Rodney watched his son drive away, standing at the screen door with a cup of coffee in his hand and a daydream look on his face. He was thinking, “How did that boy grow up so fast? Why couldn’t he wait until I was ready?”
This day would require Rodney to head to town for a meeting as well, a meeting with the regional National Guard commander. Rodney had remained in the guard until mandatory retirement at age sixty-five and had reenlisted just a month ago, when the Guard adjusted its retirement age, to account for, what most people expected would be, much longer life spans.
Rodney maintained the rank of Colonel and the new commander had been promoted to General. General Herman Frasier had fought in Chicago, during the last war, surviving an ordeal that very few remained to tell about.
At the National Guard office in Somerville, located there by virtue of Rodney’s founding role in the new Guard, the two war veterans met to discuss keeping the peace, aware that, for the most part, peace didn’t really depend on them. Such a disarmed defense system required a new generation of leaders, of which Rodney and Herman provided choice examples.

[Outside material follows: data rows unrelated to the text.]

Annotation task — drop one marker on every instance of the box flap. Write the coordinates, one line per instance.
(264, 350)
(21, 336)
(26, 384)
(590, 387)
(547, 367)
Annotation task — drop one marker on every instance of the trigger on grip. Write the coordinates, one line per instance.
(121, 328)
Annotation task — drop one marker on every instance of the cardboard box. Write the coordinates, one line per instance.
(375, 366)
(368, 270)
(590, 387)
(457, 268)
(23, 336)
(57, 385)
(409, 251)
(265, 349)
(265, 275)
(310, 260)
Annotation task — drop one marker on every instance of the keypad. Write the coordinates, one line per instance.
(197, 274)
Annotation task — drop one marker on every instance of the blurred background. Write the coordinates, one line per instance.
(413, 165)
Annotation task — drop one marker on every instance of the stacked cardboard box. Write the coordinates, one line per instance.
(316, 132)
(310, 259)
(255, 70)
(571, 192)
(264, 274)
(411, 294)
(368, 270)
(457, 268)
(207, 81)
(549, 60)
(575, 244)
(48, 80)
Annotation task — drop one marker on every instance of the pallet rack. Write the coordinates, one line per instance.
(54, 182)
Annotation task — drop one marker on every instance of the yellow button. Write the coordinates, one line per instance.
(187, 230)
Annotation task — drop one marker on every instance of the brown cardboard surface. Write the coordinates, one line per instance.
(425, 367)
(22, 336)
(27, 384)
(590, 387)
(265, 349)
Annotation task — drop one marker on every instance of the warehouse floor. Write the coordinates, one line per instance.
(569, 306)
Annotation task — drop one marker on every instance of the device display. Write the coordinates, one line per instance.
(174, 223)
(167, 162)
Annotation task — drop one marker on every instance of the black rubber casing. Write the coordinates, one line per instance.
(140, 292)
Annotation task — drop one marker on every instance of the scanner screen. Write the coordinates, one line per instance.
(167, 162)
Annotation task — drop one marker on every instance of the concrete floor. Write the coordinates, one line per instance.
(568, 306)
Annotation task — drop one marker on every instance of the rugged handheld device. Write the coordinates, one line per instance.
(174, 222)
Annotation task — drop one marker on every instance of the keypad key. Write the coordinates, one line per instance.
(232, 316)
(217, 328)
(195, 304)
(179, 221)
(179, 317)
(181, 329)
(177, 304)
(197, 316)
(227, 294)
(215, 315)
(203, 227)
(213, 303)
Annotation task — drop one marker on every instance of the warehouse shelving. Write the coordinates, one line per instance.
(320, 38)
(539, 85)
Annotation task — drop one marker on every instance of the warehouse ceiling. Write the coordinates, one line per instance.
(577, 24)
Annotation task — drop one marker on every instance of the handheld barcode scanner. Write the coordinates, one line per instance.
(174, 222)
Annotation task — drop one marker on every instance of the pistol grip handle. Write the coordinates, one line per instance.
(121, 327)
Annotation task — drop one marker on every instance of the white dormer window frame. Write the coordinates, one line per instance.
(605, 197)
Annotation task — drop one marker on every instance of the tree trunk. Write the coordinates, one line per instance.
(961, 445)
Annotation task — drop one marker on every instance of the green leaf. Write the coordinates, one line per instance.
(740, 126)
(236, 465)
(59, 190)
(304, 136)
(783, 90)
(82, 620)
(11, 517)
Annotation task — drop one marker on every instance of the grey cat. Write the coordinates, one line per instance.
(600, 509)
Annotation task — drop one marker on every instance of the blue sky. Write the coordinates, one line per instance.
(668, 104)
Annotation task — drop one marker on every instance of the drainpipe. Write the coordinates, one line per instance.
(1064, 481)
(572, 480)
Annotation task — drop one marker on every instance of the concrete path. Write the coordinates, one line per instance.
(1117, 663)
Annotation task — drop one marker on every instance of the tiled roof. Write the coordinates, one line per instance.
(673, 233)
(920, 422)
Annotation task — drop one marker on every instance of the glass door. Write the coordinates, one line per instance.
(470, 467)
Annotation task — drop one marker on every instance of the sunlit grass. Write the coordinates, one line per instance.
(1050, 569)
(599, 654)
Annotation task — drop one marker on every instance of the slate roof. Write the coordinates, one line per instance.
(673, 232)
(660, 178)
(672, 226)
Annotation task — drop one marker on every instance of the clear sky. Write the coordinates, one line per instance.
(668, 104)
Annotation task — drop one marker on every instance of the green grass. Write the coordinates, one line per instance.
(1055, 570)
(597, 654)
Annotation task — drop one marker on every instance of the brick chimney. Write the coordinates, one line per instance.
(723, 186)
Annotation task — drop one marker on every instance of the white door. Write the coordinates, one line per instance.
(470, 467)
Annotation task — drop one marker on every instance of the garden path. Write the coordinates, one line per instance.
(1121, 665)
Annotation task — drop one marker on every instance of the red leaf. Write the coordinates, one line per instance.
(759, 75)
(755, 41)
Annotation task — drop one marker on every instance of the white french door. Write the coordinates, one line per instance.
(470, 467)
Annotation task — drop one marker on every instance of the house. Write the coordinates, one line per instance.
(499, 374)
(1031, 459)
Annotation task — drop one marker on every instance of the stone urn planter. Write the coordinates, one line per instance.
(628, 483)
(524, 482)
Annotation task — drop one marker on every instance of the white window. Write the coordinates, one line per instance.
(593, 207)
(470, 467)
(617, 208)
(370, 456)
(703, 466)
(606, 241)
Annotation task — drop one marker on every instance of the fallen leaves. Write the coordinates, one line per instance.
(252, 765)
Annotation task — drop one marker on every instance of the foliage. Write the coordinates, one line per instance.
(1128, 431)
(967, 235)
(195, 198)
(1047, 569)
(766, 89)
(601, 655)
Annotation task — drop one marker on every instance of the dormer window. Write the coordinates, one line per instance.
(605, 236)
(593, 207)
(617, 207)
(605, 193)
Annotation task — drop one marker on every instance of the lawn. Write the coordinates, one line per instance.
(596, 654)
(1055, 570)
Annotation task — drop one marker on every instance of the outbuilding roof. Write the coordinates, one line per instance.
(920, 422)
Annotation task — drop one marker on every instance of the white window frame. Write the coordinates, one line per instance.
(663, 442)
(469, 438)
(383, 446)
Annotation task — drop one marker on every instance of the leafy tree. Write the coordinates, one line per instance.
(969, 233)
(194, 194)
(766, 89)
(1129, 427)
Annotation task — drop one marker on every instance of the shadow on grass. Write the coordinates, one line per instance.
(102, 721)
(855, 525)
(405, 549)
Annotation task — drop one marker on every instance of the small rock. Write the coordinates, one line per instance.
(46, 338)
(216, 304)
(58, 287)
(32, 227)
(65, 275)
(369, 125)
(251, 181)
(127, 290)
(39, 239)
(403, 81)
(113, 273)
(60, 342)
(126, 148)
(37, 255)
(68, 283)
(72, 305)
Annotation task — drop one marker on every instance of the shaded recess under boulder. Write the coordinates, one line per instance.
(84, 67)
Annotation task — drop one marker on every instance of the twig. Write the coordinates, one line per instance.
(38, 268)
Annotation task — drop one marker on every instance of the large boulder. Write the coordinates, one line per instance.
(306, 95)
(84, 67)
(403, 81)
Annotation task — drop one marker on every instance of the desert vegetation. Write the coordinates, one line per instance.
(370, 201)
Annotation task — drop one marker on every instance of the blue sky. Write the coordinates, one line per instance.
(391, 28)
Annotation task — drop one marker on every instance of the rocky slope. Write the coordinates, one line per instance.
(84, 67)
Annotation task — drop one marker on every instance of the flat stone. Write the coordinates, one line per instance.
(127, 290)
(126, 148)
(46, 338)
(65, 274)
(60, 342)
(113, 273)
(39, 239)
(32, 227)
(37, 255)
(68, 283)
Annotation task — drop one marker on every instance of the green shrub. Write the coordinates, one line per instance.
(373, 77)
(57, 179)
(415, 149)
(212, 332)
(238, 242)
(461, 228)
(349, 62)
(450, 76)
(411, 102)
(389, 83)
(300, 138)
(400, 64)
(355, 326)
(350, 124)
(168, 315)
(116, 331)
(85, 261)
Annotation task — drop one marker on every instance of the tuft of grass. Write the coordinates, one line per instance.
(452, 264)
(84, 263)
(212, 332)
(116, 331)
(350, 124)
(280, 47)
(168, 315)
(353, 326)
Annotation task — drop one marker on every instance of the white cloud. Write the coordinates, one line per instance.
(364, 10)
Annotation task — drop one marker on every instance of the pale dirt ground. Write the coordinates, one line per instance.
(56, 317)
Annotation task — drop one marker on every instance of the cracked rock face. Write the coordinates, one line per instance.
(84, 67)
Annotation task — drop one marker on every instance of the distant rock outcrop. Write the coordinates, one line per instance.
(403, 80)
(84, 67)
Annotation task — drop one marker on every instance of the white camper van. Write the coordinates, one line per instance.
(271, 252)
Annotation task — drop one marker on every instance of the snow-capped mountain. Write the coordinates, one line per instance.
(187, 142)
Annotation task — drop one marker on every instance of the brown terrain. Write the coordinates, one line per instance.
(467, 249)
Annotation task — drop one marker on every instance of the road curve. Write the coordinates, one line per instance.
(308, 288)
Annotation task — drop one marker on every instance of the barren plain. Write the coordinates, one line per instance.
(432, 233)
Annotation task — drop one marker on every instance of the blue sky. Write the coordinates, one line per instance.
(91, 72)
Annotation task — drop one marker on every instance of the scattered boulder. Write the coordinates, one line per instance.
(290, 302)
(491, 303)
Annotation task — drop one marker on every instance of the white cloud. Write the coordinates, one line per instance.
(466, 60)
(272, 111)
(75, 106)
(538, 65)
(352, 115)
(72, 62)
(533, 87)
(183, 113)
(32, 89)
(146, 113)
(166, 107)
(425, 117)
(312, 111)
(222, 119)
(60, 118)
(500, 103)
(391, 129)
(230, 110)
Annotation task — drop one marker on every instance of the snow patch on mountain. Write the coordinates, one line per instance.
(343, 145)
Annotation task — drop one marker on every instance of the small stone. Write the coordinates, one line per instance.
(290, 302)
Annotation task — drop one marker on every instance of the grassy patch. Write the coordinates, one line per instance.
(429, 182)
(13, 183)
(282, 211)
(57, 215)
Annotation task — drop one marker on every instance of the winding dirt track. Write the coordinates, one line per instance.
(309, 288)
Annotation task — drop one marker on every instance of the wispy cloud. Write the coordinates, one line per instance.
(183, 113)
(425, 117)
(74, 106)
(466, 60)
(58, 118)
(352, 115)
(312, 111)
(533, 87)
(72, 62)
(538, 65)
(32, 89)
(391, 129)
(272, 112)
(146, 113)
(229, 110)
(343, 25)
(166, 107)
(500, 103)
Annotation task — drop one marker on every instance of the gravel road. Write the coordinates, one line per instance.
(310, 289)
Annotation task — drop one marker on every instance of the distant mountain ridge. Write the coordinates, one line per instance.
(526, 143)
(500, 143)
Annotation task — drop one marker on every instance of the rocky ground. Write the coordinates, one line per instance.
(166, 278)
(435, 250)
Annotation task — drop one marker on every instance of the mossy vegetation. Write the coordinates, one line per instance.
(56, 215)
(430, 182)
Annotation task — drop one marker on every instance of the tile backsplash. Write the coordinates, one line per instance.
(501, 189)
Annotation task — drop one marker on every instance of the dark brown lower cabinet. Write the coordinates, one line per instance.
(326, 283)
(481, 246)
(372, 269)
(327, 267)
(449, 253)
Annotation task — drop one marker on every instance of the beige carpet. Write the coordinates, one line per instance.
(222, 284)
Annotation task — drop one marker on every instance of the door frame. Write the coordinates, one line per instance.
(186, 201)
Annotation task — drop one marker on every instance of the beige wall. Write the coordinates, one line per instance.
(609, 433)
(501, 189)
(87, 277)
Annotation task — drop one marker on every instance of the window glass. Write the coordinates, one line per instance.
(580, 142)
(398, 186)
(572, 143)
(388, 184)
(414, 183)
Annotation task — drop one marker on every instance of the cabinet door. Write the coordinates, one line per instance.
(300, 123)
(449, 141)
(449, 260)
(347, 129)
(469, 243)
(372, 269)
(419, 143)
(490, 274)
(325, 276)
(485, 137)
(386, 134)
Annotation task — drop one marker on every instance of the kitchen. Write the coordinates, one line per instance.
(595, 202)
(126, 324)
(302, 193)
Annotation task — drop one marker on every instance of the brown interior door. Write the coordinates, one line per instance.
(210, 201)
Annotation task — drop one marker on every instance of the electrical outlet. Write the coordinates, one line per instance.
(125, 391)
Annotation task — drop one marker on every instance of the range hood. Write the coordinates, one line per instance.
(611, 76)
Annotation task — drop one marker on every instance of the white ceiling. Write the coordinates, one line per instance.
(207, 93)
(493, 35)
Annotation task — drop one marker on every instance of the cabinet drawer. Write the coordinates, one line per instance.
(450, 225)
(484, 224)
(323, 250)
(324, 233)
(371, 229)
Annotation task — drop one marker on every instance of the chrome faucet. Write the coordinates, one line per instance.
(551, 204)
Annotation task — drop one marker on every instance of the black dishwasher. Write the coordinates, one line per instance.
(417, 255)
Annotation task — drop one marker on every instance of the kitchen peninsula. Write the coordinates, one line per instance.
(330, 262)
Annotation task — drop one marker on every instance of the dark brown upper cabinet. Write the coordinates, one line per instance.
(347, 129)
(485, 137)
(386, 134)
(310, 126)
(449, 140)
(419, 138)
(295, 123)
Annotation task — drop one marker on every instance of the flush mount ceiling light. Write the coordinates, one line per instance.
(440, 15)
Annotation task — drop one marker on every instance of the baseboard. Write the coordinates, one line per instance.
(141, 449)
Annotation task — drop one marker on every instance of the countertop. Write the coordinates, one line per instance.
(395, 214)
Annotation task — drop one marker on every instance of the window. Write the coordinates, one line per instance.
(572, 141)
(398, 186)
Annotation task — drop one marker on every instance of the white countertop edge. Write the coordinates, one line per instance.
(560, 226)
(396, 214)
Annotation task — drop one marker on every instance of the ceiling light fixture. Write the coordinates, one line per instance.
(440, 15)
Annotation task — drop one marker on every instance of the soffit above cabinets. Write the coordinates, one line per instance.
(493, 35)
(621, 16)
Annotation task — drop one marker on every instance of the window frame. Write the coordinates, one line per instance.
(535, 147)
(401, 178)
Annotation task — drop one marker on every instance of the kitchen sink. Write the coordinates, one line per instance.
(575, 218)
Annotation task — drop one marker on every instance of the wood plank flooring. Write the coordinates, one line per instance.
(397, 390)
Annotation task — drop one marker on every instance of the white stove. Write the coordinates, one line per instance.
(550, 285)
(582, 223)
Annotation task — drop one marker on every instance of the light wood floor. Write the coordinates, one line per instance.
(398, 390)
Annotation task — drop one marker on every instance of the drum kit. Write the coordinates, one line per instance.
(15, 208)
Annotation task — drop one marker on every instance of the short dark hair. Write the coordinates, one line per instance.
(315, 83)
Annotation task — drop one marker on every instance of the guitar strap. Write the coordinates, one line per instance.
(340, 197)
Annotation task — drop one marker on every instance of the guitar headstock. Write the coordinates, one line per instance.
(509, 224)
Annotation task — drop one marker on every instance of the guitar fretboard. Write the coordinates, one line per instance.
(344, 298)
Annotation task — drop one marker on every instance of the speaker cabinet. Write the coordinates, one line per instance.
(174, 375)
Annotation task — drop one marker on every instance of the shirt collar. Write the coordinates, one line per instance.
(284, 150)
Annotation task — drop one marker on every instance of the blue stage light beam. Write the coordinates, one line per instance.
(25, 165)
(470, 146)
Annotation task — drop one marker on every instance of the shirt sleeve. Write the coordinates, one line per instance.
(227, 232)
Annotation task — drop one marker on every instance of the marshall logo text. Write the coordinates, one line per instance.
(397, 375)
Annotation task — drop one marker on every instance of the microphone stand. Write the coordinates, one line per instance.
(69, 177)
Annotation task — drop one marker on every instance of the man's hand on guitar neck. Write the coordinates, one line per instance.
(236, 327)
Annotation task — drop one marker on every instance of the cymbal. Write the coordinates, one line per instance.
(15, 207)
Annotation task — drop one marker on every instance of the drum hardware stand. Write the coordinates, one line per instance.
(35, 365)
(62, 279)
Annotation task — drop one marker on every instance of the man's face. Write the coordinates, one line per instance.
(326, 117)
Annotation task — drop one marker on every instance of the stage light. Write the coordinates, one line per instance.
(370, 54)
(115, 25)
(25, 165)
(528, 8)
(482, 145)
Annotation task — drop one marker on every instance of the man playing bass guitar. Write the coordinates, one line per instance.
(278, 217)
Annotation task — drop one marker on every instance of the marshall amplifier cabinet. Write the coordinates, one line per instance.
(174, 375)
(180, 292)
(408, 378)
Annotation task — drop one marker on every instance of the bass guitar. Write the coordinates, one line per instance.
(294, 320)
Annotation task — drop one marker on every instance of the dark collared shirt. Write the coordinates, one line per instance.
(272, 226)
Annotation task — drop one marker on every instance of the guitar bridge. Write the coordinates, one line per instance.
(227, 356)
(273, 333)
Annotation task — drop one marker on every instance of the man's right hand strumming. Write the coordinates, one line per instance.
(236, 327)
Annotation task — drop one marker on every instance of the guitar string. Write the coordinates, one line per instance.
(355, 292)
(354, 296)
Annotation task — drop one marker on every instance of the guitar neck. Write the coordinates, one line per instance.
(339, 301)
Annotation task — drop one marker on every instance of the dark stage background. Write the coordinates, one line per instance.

Though Herman trusted the immortals less than Rodney, he distrusted his fellow mortals even more. His particular concern, since taking command, was the growing population of resisters in the far northwest corner of the state. The landscape there had been transformed by earthquake and flood, before it was victimized by war and toxic spoilage. The immortals had wiped clean the chemical and heavy metal corruption of the land near what used to be Sioux Falls, South Dakota. That intersection of three states, Wisconsin, Iowa and South Dakota, had been abandoned during the war, but now refugees from the Reign had begun to build a growing community out of the shell of one of the former towns, which they renamed Humanity.